Darts in South Africa has no instantly recognisable heroes or men who are asked for their autograph when they pop down to the local pizzeria, unlike, say, Raymond van Barneveld of the Netherlands. With money and television time being limited, this is unlikely to change quicker than you can say 501.

Darts’s Codesa
Whatever the minor stresses and strains of the sport, “Jiver” and Pillay still qualify as darts brekers [bruisers]. Both were there in 1993 when the respective racially defined organisations played against each other for the first time – darts’s Codesa, if you like – and Moodley tells a good yarn about what a surreal day it was.

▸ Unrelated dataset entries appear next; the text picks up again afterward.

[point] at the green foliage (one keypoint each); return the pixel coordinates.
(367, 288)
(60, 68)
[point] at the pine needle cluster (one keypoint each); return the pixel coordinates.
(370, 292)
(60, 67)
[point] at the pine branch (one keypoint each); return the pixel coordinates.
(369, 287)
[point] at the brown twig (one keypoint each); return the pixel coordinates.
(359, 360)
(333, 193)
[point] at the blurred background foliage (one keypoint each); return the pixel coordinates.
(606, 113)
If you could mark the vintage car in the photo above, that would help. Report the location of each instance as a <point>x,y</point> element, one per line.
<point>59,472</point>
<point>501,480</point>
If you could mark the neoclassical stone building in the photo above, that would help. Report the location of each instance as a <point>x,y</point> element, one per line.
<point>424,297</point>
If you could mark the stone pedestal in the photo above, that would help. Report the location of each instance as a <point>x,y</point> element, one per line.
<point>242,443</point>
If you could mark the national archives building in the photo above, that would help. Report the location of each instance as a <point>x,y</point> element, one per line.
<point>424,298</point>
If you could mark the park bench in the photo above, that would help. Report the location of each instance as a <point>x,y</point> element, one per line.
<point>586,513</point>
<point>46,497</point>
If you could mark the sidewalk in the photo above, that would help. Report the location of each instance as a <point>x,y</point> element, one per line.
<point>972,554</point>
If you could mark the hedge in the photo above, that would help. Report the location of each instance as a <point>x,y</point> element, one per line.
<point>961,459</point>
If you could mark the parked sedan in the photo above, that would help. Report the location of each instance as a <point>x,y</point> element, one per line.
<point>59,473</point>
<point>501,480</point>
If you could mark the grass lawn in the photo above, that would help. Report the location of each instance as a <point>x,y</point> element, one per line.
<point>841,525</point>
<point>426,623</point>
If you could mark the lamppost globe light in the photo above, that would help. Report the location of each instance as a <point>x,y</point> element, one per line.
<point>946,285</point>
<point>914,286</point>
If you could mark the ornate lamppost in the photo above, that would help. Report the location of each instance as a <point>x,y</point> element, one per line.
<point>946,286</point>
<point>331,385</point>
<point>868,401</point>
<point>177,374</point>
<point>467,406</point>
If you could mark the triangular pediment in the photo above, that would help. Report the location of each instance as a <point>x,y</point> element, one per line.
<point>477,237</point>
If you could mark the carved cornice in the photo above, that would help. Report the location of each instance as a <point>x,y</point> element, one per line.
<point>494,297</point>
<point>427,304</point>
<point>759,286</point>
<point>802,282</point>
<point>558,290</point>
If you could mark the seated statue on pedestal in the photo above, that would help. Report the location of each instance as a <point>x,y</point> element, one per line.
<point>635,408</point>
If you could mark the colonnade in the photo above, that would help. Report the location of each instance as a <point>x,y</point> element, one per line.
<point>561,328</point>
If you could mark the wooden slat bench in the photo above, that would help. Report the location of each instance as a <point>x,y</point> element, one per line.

“There we all were by the Goodwood showgrounds for the nationals and the nonracial guys enter the hall from the one side and the white guys come in from the other. We walk straight past each other. Don’t say a word, checking each other out as if to say: ‘Who are you?’ Strange thing was that honours were shared at that tournament between the white guys and the nonracial guys. Out of that comes the first unity board. We were one of the first, if not the first, sports in South Africa to amalgamate.”

The Western Cape is again the site of a big tussle as the National Championships unfold this week. Losper, who is known as “The Sensation” in darts circles, is expected to give the upcountry boys a run for their money, as is Petersen, known to aficionados as “The Spartan” and now campaigning out of Yorkshire from where the substantial professional rewards of the European circuit beckon like a bull’s-eye.

There are others in the mix, such as upcountry players such as the talented Shawn Hogan. They will be doing everything they can to wrest the initiative away from sundry Spartans and sensations, hoping to do well enough for a seat on the plane to Turkey.